Although most sex slang is universal, drug slang tends to be more regional or ethnic. "Drug slang operates more like a special language used to disguise what's going on," says Timothy Jay, a professor of psychology at Massachusetts College of Liberal Arts and author of Cursing in America: A Psycholinguistic Study of Dirty Language in the Courts, in the Movies, in the Schoolyards and on the Streets (John Benjamins Publishing Co., 1992). "It separates those who know from those who do not know about drugs. Like true slang, the terms become obsolete and have to be replaced by new terms."
On the Bright Side
Jay also says that just because your kids use sexual slang or drug slang "does not mean they are sexually active drug users. It means that most of their peers use this kind of language and to not be hip to the jargon is to be a nerd, an outsider, a goody goody. Most teens don't want that."
"I don't think slang, in itself, is harmful," says McKee. "Where slang becomes harmful is when it creates even further distance between teenagers and their parents. Parents need to seek to know their kids. The best gift we can give kids is our time. When we seek to get to know our kids' wants, their desires, their likes and dislikes, their music, their language, that shows them that we want to get to know them."

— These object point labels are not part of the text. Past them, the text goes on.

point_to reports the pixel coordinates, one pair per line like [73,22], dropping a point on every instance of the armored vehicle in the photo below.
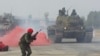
[7,23]
[70,26]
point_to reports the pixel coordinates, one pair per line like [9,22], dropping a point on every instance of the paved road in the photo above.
[62,49]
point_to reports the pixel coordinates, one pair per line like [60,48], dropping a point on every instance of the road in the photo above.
[61,49]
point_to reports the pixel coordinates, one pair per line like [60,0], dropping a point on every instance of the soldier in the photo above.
[25,41]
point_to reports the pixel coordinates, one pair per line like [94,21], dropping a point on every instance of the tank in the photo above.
[70,26]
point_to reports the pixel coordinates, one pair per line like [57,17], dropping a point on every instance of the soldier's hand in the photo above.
[39,30]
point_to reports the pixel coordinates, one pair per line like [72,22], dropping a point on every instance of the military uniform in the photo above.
[25,43]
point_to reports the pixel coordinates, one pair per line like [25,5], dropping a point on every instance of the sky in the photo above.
[37,8]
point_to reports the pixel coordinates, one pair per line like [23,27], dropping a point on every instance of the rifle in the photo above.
[34,36]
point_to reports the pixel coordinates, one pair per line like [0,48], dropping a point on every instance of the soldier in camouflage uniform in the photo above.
[25,41]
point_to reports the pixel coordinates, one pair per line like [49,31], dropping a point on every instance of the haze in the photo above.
[37,8]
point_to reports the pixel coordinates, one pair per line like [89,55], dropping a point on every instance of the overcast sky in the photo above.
[37,8]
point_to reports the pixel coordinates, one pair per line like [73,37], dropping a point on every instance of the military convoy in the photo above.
[70,26]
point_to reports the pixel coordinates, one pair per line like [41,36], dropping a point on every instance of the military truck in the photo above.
[70,26]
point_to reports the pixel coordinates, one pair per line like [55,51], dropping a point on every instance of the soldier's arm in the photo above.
[34,36]
[26,38]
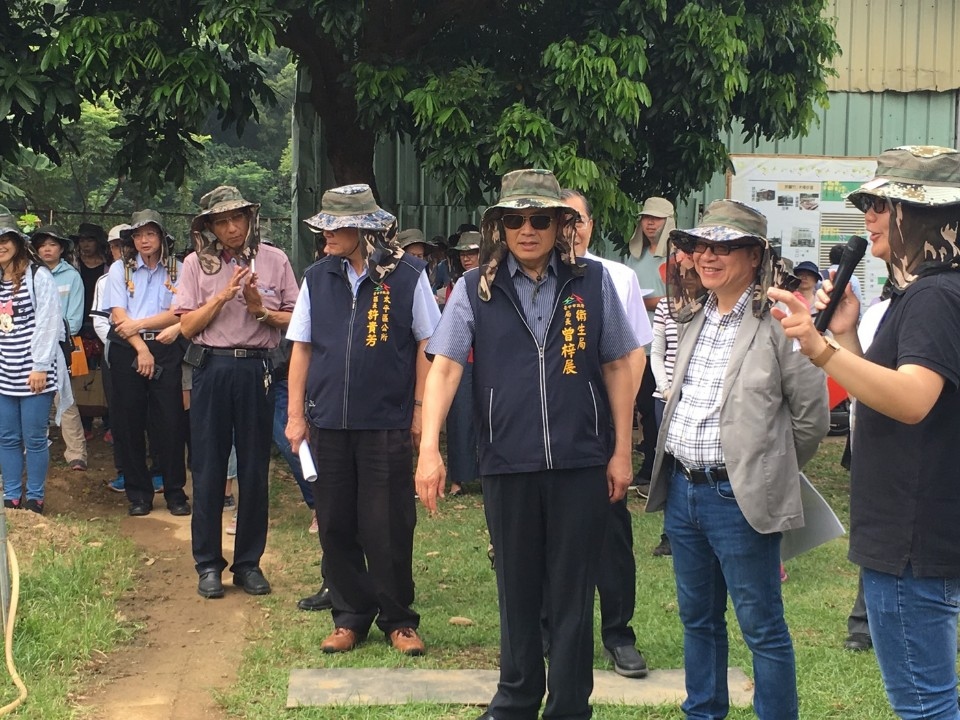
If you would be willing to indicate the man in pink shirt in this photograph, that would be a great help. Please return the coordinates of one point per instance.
(234, 300)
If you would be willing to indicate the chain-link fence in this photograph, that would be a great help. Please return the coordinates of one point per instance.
(275, 230)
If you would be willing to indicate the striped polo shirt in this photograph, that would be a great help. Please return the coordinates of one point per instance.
(16, 359)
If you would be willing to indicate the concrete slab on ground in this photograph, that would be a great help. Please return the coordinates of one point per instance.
(397, 686)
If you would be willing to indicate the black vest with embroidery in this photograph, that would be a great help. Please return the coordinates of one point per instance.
(363, 361)
(540, 409)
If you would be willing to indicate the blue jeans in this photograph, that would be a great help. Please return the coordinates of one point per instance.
(23, 425)
(913, 623)
(716, 551)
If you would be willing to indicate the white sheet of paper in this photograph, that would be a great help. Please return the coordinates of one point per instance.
(306, 462)
(822, 523)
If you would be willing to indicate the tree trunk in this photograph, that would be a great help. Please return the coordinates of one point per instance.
(349, 149)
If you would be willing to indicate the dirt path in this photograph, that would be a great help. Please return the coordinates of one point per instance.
(188, 647)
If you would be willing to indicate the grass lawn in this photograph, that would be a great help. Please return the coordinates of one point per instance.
(73, 579)
(72, 574)
(453, 578)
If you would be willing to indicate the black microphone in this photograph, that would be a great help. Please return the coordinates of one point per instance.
(852, 254)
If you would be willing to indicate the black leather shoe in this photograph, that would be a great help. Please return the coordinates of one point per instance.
(210, 585)
(252, 581)
(179, 508)
(858, 642)
(320, 601)
(627, 661)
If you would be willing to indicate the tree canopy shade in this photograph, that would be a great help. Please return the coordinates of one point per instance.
(621, 98)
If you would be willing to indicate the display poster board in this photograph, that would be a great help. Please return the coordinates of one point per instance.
(803, 200)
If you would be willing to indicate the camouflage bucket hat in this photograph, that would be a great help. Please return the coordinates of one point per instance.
(727, 221)
(468, 240)
(533, 188)
(925, 175)
(50, 231)
(223, 199)
(91, 230)
(9, 225)
(351, 206)
(138, 220)
(724, 221)
(657, 207)
(114, 234)
(524, 189)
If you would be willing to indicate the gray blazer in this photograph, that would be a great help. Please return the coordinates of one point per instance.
(773, 414)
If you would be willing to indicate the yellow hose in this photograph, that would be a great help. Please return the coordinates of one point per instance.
(8, 636)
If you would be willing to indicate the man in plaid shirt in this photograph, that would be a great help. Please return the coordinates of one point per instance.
(745, 413)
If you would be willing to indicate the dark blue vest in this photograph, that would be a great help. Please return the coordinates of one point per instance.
(363, 363)
(540, 409)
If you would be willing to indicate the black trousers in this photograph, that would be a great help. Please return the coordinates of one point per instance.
(648, 420)
(228, 405)
(138, 402)
(547, 528)
(366, 512)
(154, 463)
(617, 581)
(857, 621)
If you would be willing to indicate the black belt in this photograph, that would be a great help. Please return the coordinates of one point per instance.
(258, 353)
(703, 476)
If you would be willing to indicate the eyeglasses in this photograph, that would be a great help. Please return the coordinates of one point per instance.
(719, 249)
(867, 202)
(537, 222)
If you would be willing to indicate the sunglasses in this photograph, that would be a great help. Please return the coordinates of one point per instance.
(537, 222)
(866, 202)
(719, 249)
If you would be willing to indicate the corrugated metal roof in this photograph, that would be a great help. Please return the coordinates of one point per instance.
(904, 45)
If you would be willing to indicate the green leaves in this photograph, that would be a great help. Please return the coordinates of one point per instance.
(622, 98)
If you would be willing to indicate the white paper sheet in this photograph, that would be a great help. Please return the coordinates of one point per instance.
(822, 524)
(306, 462)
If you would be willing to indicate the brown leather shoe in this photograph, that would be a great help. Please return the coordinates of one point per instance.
(340, 640)
(407, 641)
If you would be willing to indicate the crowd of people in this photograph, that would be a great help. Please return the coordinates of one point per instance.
(534, 354)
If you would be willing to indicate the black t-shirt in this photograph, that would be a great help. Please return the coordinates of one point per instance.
(905, 479)
(89, 276)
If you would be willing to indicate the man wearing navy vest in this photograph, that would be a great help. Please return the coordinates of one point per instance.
(552, 392)
(357, 370)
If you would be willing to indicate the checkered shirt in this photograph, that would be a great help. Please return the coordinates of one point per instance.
(693, 436)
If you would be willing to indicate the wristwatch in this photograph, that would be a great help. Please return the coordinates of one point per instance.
(829, 350)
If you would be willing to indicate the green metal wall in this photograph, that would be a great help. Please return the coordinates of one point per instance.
(855, 124)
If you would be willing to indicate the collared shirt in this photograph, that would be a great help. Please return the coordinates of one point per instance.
(628, 290)
(647, 269)
(150, 294)
(454, 335)
(70, 286)
(693, 435)
(234, 326)
(426, 314)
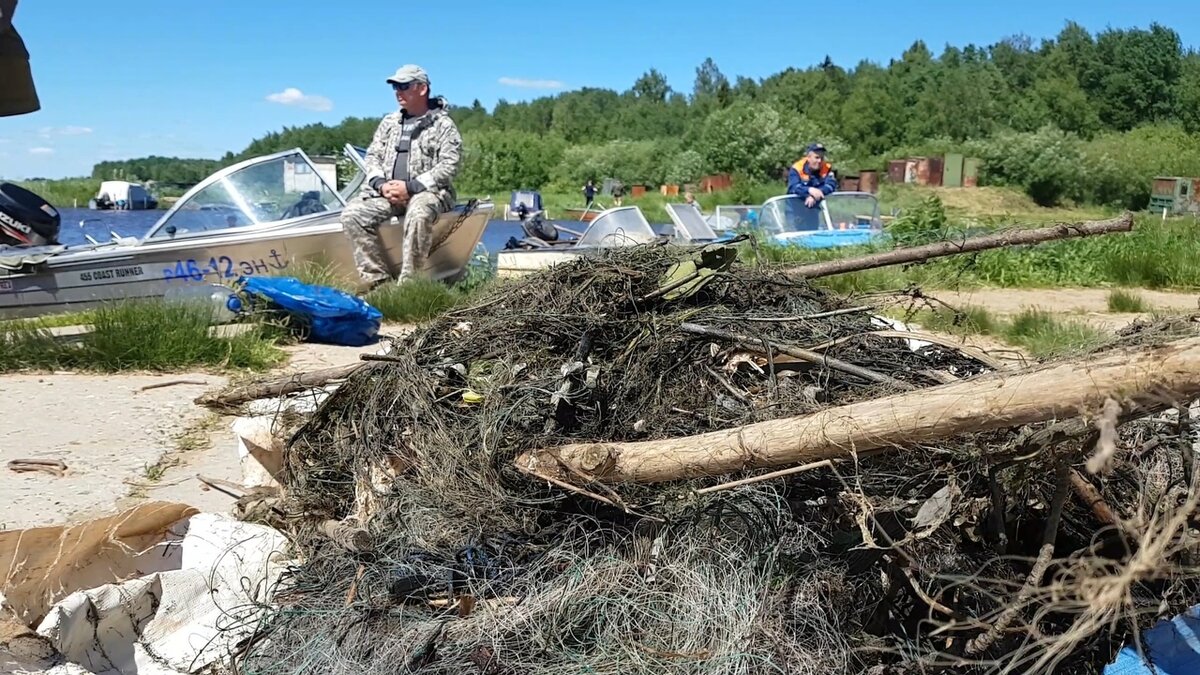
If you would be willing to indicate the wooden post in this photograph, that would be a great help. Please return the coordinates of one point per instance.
(1067, 389)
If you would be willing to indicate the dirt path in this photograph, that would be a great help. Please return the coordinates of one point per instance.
(121, 443)
(1089, 305)
(1065, 300)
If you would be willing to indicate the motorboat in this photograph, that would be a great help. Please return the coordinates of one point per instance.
(841, 219)
(263, 216)
(616, 227)
(123, 196)
(525, 202)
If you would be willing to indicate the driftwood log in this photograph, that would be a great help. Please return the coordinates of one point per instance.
(1133, 376)
(274, 388)
(941, 249)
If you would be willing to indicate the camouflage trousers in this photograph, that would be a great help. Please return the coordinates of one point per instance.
(361, 220)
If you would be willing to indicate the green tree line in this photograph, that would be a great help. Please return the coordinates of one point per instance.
(155, 168)
(1080, 117)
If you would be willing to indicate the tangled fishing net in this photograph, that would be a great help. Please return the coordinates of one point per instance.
(972, 555)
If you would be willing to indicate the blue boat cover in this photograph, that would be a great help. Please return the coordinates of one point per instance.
(333, 316)
(832, 238)
(1173, 646)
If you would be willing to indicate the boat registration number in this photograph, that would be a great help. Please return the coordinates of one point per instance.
(111, 274)
(223, 267)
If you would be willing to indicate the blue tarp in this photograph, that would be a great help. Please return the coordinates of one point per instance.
(330, 315)
(831, 238)
(1173, 646)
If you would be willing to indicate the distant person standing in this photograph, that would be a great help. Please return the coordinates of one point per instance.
(618, 192)
(411, 162)
(17, 93)
(589, 193)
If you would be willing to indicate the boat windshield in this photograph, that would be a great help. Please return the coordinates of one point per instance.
(689, 223)
(853, 210)
(358, 157)
(271, 190)
(732, 216)
(787, 213)
(624, 226)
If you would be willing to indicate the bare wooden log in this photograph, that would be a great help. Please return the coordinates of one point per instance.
(941, 249)
(273, 388)
(1134, 376)
(792, 351)
(354, 539)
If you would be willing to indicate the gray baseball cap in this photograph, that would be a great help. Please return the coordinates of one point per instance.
(409, 73)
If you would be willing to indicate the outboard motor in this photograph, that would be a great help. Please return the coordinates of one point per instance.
(25, 219)
(534, 226)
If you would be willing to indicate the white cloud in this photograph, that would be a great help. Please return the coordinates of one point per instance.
(293, 96)
(52, 131)
(531, 83)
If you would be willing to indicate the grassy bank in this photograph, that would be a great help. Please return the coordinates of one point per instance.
(1156, 255)
(1037, 332)
(139, 335)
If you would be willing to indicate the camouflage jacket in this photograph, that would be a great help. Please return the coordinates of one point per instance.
(435, 155)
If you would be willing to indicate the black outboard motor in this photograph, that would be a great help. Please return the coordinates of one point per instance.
(25, 219)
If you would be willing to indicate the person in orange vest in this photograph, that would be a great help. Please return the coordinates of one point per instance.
(811, 178)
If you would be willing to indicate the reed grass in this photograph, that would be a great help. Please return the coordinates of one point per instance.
(150, 335)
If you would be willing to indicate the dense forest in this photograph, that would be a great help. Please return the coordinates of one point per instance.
(1075, 118)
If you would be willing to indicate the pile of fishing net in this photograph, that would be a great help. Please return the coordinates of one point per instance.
(976, 554)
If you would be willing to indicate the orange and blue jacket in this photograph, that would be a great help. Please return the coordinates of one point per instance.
(801, 178)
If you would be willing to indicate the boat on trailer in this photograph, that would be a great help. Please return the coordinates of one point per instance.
(263, 216)
(617, 227)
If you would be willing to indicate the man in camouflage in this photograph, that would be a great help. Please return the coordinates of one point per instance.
(411, 163)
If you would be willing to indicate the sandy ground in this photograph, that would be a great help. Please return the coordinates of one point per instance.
(1086, 304)
(108, 431)
(109, 434)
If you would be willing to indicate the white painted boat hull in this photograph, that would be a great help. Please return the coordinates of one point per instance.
(82, 279)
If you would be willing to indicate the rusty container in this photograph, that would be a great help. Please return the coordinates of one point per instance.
(970, 172)
(952, 173)
(869, 181)
(936, 167)
(922, 171)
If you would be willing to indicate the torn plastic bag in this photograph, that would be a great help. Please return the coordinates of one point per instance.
(327, 315)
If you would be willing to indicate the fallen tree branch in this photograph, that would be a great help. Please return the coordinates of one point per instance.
(951, 344)
(941, 249)
(792, 351)
(171, 383)
(1135, 376)
(274, 388)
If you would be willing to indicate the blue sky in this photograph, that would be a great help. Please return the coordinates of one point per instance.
(197, 78)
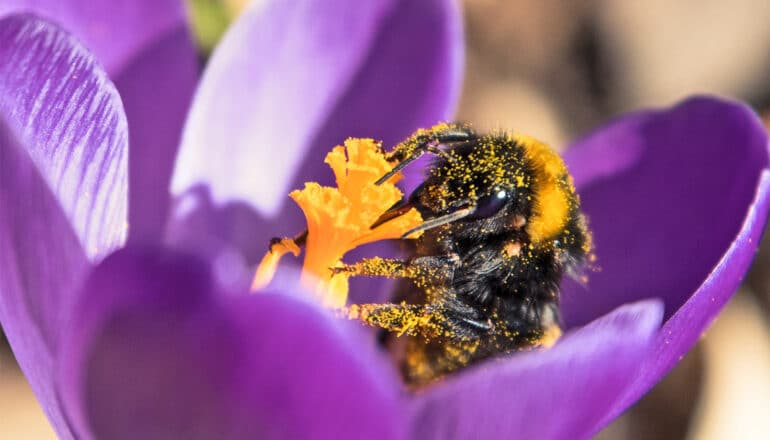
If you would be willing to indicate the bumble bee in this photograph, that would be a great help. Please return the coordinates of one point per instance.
(502, 225)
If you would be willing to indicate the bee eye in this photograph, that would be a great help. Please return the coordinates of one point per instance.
(490, 204)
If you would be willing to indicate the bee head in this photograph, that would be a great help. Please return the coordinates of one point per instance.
(496, 184)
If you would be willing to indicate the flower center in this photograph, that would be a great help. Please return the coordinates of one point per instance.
(340, 219)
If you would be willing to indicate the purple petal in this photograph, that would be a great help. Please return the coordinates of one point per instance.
(115, 31)
(665, 192)
(560, 393)
(686, 326)
(156, 87)
(63, 179)
(158, 352)
(289, 81)
(146, 48)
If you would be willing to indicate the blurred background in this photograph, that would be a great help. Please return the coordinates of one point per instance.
(556, 69)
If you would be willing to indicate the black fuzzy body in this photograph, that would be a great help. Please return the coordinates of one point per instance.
(485, 298)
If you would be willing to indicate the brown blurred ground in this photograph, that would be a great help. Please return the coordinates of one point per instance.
(556, 69)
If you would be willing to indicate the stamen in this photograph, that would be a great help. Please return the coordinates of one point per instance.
(339, 219)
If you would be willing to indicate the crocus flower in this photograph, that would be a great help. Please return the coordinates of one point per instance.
(158, 340)
(146, 49)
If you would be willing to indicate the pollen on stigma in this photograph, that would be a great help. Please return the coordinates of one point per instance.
(339, 219)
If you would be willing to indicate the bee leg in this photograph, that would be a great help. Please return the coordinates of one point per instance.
(299, 240)
(425, 141)
(430, 268)
(429, 322)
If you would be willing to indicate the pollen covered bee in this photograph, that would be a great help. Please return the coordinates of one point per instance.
(502, 225)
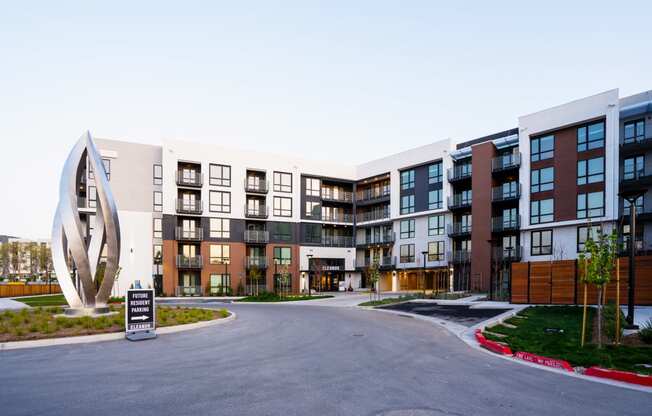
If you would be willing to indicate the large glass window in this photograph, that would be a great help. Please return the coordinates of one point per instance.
(407, 179)
(634, 131)
(590, 205)
(219, 175)
(542, 148)
(541, 211)
(282, 182)
(541, 243)
(542, 180)
(590, 136)
(590, 171)
(407, 228)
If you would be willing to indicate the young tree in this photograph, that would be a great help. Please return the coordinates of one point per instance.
(599, 257)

It also helps to have a sense of humor about kids and their use of slang. Kim Hoelzli tells the story of one of her son's friends who said his sister didn't join the swim team because she was "stacked." "Now, I know he meant that she was busy, but I had a picture of her bust being so big when she tried to front crawl, it dragged her down to the bottom of the pool," says Hoelzli. "I suggested [to my son's friend] that he might want to rethink using that one. He told me I had a dirty mind."